Dear Mr Feldman:
We think you're exactly right regarding MPI: “It's hard to find a real fan of MPI today. Most people either tolerate it or hate it” [see Programming Clusters Just Got Easier, http://www.hpcwire.com/hpc/663546.html]. But you also write that, “Unfortunately, writing applications for clusters means the programmer has to deal with the hard realities of distributed memory.” In fact, today's programmers can avoid these “hard realities” by using commercially supported tuple space-based software. Tuple space systems were originally introduced in 1986, when Carriero and Gelernter (undersigned) described Linda, the first efficient tuple space implementation on a distributed memory machine, at the ACM Operating System conference.
Tuple space is a virtual shared memory system that's proved to be highly efficient and (equally important) easier to use than any competing system we know. Tuple space systems make distributed programming substantially easier than message passing does; easier than any other type of system we've met. Which isn't surprising. Tuple space systems are fundamentally higher-level than the others. And the best tuple space systems are just as efficient as the low-level solutions.
Today, commercial tuple space systems are widely used in production software development. (The systems referred to here are built and supported by a New Haven software company called Scientific Computing Associates Inc – SCAI; “www/lindaspaces.com”.) Tuple space systems are used in many verticals, in academia and by ISVs. For example: the manufacturer of Gaussian, an important quantum chemistry code, offers a parallel version (Parallel Gaussian) that uses TCP-Linda to run on distributed memory Linux, UNIX, Windows and OS X platforms. Parallel Gaussian is used by chemistry research groups all over the world.
Tuple space systems are the basis, also, of proprietary parallel and distributed apps at such important companies as Lehman Brothers, UBS Warburg and CIBC in financial services, Pfizer in the Life Sciences, Hess and El Paso Natural Gas in the energy vertical; they have been used in the manufacturing and defense sectors too. And many high performance hardware vendors are Linda license-holders.
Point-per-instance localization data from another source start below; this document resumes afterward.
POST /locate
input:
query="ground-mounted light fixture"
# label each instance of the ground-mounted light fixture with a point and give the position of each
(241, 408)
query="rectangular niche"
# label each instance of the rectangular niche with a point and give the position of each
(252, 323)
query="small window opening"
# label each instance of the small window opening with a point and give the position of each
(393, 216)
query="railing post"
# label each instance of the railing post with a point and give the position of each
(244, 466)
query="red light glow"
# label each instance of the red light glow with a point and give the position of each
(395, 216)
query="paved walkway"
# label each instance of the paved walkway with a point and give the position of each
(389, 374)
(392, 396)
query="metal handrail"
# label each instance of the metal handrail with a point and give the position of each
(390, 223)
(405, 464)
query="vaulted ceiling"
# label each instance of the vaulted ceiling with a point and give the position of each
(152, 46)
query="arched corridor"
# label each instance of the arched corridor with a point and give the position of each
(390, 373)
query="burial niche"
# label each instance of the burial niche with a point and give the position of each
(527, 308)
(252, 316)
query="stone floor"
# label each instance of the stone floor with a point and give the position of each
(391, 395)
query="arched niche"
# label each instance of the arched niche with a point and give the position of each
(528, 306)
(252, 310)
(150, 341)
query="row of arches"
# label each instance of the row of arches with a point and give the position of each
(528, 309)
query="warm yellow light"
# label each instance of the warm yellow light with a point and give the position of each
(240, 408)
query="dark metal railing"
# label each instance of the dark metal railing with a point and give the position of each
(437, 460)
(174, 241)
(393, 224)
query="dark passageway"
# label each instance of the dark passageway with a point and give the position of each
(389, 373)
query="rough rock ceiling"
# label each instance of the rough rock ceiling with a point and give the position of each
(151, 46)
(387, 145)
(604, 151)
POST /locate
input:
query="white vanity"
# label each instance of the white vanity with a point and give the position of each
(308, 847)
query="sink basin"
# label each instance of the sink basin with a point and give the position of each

Modern tuple space implementations, especially SCAI's “NetWorkSpaces,” are significantly higher-level than Cluster OpenMP. They operate not at the level (and in the environment) of conventional programming languages; instead, NetWorkSpaces is a virtual shared-memory enhancement of rapid application development environments such as R, MATLAB, and Python. Users have already voted with their feet: these higher-level environments are displacing programming languages for most application development by working researchers, scientists and engineers (as opposed to professional programmers). Virtual shared memory is the only rational approach to distributed memory machines. And, unlike Cluster OpenMP, virtual shared memory enhancements rise to the user's level instead of dragging the user down.
Which leaves a fascinating question. Why is the parallel programming ecosystem still dominated by C or Fortran plus MPI? Tuple space systems have been judged far easier to use than MPI again and again; otherwise the tuple space apps I've mentioned wouldn't exist. No company will reject a widely-used default and choose an obscure competitor out of sentimentality! And high-level systems such as R, MATLAB and Python have user communities that keep growing too — because they make careful, sparing use of the world's most valuable resource, highly-trained human beings. And yet low-level systems designed for efficiency, not plus but instead of ease-of-use, still dominate parallel programming. Why? There are several reasons, but here is the most important one.
Parallel programming is in the middle of a major transition, from being an insider's game to a sport anyone can play — and everyone who uses computers to compute things, not just for communication and entertainment, will have to play. We saw exactly this kind of transition years ago, centered on operating systems. Once upon a time, operating systems were in the hands of trained professionals. But the rise of the PC meant that henceforth, operating systems had to be for everyone. Soon, sophisticated graphical interfaces had displaced complex, low-level command-line interfaces. Only computer professionals are willing to meet the computer on its level. Non-professionals expect the computer to rise to their levels. Non-professionals (in short) have higher, more exacting, more sophisticated software standards than professionals. (Why? Because they don't like playing with software and weren't trained for it. They have other things to do and want to get on with them.)
Once, parallel and distributed programming was in the hands of professional software developers with a high tolerance for (and the ability to understand) complex, low-level systems. (Like MPI.) But things have changed. Clusters are everywhere. Grids are everywhere (that is, multiple LAN-connected computers that are sometimes used as platforms for parallel apps). A multi-core machine is coming to a desk- or laptop near you soon. Computational demands keep growing — but the electronic speed of processor chips is no longer keeping pace. Perhaps most important, parallel programming is no longer frightening. We see hard problems solved by parallel tasking every day: you order the pizza, someone else get the soda, someone else get the beer, someone else get the napkins and plates, someone else check that the room is free… That's parallel programming; and it's not rocket science.
Operating systems made the transition from MVS/360 and its operator's console to the Mac OS. Parallel programming is on the verge of the same sort of transition: from MPI (with its fussy, low-level communication model) to the high-level simplicity of tuple spaces. Only computer professionals are willing to meet the computer on its level. Non-professionals expect the computer to rise to their levels. Tuple spaces will come out on top.
Yours,
Nicholas Carriero and David Gelernter
—–
Editor's note:
David Gelernter is a professor of computer science at Yale University and national fellow at the American Enterprise Institute. His interests include information management, parallel programming, software ensembles and artificial intelligence. He co-developed the “Linda” programming language with Nicholas Carriero. Gelernter is the author of many books (including “Mirror Worlds,” 1991), has published in many newspapers and magazines (serving as weekly columnist for the New York Post in 1987 and Los Angeles Times in 2005), is board member at the National Endowment for the Arts; his forthcoming book (“The Biblical Republic: America and Americanism”) will be published by Doubleday this year.
Nicholas Carriero is a computer scientist, also at Yale University, where he researches system issues in the development and deployment of software tools for parallelism. He has worked with David Gelernter and the Linda group at Yale, where Carriero has developed variants of C and Fortran that provide Linda's coordination model. This work has included the C-Linda precompiler and analyzer, and support kernels for shared-memory multiprocessors. Carriero's current work includes refinement of existing implementations of the Linda coordination model, development of new implementations, extension of the model, and exploration of parallel programming methodologies. Adaptive parallelism, distributed computing, and “non-traditional” coordination applications are topics of particular emphasis.
Both Gelernter and Carriero are consultants for Scientific Computing Associates Inc., the company that has commercialized the Linda technology.”